Harry McGrath and Graeme Murdoch give us an update on This is Who We Are
The aim of the “This is who we are” photography project is to connect communities in Canada and Scotland
through the medium of digital photography with a particular, though not exclusive, emphasis on towns and cities that have the same name. In May we travelled to Nova Scotia to launch the project there and were immediately impressed by the enthusiasm that the N.S. people and media had for Homecoming in general and for out own contribution to it. CTV interviewed us as Pier 21 in Halifax where immigrants, including Scots, once entered Canada and we had feature pieces in the Chronicle Herald, the New Glasgow News, the Pictou Advocate and, later, on the blog of the editor of the Digby Advertiser.
We returned to Scotland to find that the gallery on our website was already receiving photographs.

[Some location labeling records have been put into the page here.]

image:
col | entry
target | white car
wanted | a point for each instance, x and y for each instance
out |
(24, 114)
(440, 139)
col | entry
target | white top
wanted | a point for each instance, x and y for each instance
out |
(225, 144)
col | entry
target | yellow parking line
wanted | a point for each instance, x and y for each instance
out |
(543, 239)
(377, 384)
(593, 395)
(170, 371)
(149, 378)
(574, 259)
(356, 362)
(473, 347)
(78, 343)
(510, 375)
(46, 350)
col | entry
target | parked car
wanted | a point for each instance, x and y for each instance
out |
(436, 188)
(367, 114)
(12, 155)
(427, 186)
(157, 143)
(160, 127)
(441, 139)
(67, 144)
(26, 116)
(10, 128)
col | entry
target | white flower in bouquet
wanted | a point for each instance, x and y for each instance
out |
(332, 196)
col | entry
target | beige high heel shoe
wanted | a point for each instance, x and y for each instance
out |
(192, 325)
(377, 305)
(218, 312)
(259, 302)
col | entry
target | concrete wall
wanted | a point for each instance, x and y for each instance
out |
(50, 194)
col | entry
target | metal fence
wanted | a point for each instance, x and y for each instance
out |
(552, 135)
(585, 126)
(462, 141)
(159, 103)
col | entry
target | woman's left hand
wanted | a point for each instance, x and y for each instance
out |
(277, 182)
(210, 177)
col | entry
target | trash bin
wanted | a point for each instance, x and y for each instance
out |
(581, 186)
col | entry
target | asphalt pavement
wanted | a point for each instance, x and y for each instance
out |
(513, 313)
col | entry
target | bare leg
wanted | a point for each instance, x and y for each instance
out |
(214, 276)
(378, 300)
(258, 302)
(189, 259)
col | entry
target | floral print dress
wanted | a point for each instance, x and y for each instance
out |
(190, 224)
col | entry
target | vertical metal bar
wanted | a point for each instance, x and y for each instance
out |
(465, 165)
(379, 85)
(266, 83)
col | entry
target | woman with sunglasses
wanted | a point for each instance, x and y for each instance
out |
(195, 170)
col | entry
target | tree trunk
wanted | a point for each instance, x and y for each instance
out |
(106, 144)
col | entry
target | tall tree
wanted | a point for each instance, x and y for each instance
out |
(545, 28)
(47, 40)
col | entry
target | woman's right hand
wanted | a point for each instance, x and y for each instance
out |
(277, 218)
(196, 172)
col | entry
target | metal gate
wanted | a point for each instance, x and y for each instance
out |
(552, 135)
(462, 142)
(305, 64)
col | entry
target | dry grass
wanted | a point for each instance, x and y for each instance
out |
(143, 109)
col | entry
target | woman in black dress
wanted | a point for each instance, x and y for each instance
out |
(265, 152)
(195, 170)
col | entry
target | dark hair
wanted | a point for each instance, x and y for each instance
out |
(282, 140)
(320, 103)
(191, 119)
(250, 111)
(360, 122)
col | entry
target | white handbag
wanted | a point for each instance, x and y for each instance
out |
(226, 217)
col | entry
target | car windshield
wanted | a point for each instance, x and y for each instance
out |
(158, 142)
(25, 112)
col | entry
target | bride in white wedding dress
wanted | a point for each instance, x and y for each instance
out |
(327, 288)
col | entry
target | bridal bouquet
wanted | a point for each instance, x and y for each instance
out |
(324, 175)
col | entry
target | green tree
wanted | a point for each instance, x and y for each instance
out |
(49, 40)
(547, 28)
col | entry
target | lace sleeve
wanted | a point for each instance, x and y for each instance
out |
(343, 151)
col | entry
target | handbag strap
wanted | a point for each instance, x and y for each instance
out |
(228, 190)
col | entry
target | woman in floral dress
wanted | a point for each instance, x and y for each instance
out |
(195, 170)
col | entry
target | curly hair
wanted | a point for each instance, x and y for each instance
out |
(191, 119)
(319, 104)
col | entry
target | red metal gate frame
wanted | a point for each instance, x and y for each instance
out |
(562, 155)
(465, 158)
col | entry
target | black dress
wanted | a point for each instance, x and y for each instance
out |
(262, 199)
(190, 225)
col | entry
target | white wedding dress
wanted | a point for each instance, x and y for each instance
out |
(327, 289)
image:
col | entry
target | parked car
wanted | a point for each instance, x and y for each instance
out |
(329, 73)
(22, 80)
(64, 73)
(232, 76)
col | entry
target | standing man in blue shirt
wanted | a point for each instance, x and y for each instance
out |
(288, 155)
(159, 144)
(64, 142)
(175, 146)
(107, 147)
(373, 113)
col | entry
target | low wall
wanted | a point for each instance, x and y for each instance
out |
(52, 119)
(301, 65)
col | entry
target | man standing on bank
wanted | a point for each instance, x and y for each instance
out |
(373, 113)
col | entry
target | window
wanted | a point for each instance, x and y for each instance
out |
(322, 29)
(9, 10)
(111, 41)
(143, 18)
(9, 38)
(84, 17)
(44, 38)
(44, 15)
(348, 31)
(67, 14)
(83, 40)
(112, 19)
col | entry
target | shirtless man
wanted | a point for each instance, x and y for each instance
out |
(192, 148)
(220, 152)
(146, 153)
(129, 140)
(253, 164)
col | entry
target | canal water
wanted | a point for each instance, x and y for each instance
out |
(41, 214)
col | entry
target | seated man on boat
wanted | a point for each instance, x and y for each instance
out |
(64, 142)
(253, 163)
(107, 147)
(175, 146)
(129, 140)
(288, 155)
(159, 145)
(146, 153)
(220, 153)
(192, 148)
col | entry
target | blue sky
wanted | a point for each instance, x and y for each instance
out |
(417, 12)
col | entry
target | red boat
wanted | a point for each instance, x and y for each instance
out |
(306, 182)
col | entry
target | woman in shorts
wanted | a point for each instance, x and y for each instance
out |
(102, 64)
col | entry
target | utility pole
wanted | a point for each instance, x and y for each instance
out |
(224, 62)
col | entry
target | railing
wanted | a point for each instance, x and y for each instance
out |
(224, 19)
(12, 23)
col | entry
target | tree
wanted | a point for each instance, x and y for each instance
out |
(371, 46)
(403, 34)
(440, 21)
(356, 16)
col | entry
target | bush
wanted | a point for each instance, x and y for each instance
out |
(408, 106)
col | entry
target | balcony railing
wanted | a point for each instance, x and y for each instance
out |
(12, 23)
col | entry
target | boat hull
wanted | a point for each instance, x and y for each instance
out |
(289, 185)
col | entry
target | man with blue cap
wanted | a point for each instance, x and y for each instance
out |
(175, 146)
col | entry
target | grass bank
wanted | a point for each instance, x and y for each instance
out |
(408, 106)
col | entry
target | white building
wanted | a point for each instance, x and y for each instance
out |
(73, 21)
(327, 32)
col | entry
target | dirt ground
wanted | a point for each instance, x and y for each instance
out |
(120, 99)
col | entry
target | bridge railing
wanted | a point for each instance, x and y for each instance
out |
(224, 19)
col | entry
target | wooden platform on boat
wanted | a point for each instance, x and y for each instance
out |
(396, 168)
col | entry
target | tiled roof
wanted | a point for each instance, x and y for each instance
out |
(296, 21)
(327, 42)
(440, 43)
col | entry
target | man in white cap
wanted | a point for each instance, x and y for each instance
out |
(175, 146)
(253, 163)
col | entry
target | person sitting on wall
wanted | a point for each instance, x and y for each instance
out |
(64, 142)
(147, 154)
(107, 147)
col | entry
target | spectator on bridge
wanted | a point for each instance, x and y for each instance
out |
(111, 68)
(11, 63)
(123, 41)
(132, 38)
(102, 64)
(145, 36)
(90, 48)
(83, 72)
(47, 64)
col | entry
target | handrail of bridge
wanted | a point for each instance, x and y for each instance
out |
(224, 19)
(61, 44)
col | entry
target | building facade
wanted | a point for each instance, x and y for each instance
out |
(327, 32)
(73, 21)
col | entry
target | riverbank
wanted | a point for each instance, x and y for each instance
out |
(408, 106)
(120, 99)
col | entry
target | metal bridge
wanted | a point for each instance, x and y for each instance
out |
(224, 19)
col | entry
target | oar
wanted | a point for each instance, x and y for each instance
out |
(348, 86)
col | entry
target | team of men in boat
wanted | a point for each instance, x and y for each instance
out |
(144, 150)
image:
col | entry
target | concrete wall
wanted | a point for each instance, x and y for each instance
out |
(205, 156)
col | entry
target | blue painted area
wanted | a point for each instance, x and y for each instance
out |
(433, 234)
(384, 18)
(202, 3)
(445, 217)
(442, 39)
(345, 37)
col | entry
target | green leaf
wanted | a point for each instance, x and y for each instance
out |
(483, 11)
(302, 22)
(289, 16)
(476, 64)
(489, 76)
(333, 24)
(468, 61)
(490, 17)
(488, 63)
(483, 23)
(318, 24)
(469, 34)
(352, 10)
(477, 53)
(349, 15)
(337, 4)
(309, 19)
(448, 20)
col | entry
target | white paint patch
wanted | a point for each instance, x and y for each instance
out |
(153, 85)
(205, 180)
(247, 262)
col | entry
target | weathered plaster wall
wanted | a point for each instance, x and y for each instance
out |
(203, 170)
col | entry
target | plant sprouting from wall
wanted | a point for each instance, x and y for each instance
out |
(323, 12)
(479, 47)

The trip also resulted in a follow-up piece in the Observer and a subsequent interview on BBC World across America.
At the end of August, we will be travelling to Alberta and then British Columbia, working first of all with the cluster of communities in Southern Alberta that have Scottish names – Calgary, Banff and Airdrie. The Banff
Crag and Canyon and Airdrie Echo newspapers have already been in touch with us. We will be going to the Calgary and then the Canmore/Banff Highland Games as guests of the St. Andrews Society of Calgary and First Minister Alex Salmond has provided us with letters of greeting to the 18,000 affinity Scots who attend each day of these games.
From Alberta we head into British Columbia and the Vancouver based newspaper, 24hrs (the equivalent of the Metro in Scotland) had already said they will feature our project. We then head north from Vancouver to the Mount Currie First Nation’s community where teacher Shawn Wallace has her students exploring the connection to Scotland of the surname Wallace which many in the community share, and is encouraging her charges to tell the story of their community through photographs. We end the trip in Victoria, British Columbia which, though it doesn’t have a Scottish name has deep historical and contemporary connections to Scotland.
Our final trip will be to Ontario and Quebec in the autumn. While all this is going on, we are making
connections in Scotland. A group of students at Hamilton Grammar School is already working on the project and we will be in Banff, Scotland before we go to Banff, Canada.
Several exhibitions of the best of the photographs from the project are planned for Homecoming Scotland 2009 and the Scottish Parliament in Edinburgh, the Word Festival at Aberdeen University, the Mitchell Library in Glasgow and Glasgow University’s Crichton Campus in Dumfries are all prospective hosts.